Continuing on the
previous post analysis of the
lz4demo's current framing format, another side-effect created by this simple format is "
latency".
Since the fixed block size is 8MB, the codec must wait for the first block
to be completely filled before starting any decoding or compressing operation. It effectively defers processing by a few microseconds.
This issue may not seem large, especially if underlying I/O is fast. Nonetheless, not all I/O are fast, and even in such cases, an 8MB "starting time" is bound to be measurably worse than a 256KB one for example.
As a consequence, a framing format with a smaller block size would offer better and smoother processing throughput.
Which
leads us to a last and important issue : independent blocks.
While
this strategy is good for simplicity and multi-threading, it's bad for
compression : it translates into a worsened compression ratio on the first
64KB of each block.
With block sizes of 8MB, this effect is
negligible (affecting compression ratio by less than 0.1%). However, the
smaller the block size,
the worse the side-effect. With small block sizes, this effect can no longer be neglected.

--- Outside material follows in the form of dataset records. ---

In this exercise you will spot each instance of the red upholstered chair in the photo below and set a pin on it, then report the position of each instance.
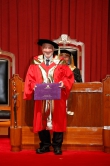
(7, 69)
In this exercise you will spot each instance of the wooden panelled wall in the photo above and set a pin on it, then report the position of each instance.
(87, 129)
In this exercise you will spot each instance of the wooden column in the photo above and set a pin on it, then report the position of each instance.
(16, 107)
(106, 112)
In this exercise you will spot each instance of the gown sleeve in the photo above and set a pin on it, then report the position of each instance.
(30, 83)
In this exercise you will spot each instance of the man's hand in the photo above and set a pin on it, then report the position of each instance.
(61, 84)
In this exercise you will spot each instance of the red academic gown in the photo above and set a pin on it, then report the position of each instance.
(34, 76)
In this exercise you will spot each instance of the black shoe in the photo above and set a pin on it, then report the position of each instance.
(42, 150)
(57, 151)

Therefore, should the blocks remain independent ?
Indeed. By
making the next block depending on the previous one,
it nullifies the problem of worsened compression ratio. But it
also makes it impossible to decode a compressed block independently,
with negative consequences on multi-threading and partial decoding
capabilities.
Is that really an issue ? Well, it really depends on the use case.
In many circumstances,
such as simple file compression or stream compression, it does not matter,
since data is encoded and decoded sequentially anyway. Throwing away the
capability to multi-thread decompression seems bad, but in fact, most of the time, I/O is unable to
cope with LZ4 decoding speed (around 1GB/s). So a single decoding thread is enough to handle almost any I/O load.
Since there is little need for partial decoding, nor for
multithreaded decoding, the compression ratio gain looks more useful.

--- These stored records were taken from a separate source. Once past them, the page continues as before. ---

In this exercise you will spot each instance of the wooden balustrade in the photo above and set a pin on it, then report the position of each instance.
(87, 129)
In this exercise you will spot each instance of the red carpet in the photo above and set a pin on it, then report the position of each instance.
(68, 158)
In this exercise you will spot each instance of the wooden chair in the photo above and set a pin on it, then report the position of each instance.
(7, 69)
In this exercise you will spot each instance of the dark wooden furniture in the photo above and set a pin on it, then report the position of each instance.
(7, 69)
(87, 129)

There is just a little remaining problem :
While the decoding function will need few adaptation to handle this new use case, most of the complexity being located into the buffer manager, the compression function on the other hand has to be adapted.

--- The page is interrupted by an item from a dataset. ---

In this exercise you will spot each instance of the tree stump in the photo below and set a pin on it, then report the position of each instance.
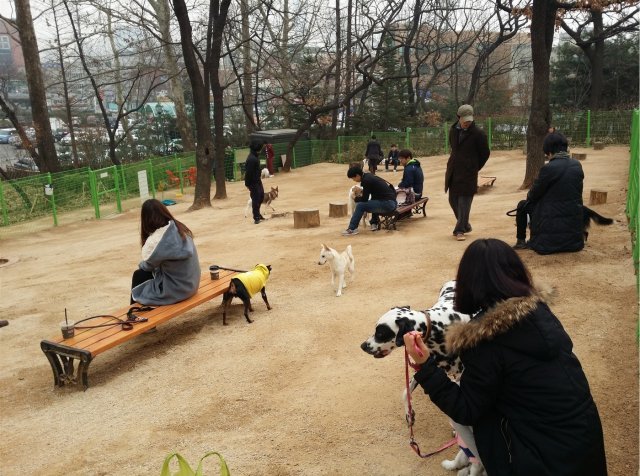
(337, 210)
(306, 218)
(597, 197)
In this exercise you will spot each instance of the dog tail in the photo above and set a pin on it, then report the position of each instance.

While each block were independant, compression could start with a pristine clean reference table.
But
with sequentially dependant blocks, the initialization becomes more
complex : the previous 64K needs to be copied in front of the next
block, and then loaded/hashed into the reference table, before starting compression. It obviously costs CPU and time.
A variant is to just "translate" the references already loaded into
the table as a result of compressing the previous block, but it's limited to "single thread" scenario.
OK, but now that we can reference data from previous blocks, how far should we go ? The natural maximum distance is the "copy window size". This size is, by default, 64KB for LZ4. But it could happen that the receiving end of the compressed stream has not enough memory to store that much data. In such case, the compressor must be careful in not using references beyond the memory capacity of the receiver. In other words, it must deliberately discard long-distance copy operations.
Should such a use case be part of the generic framing format or not ?
My answer would be : it's okay, as long as an easy solution can be found.
How could that work ? Once again, let's focus on the decoder side.
I'll imagine a controller with only 4K memory available as buffer.
A simple way to handle such case is by dividing this space into 2 parts : 2K for the "previous block", and 2K for the "block to decode". So we end up with :
- Block size = 2K = memory limit / 2
- Maximum copy reference = lower limit of previous block
Obviously, there are other possibilities, such as cutting data into even small parts (for example 1K blocks) and having a back reference of up to 3 previous blocks. But as a first approximation, it seems these variant will provide almost equivalent results while being more complex.
This situation can be summarized with a simple rule : never reference data beyond one block distance.
With only this simple rule in place, it seems the default LZ4 framing format could be made compatible even with environments with severely limited RAM, provided the encoder selects a suitable block size.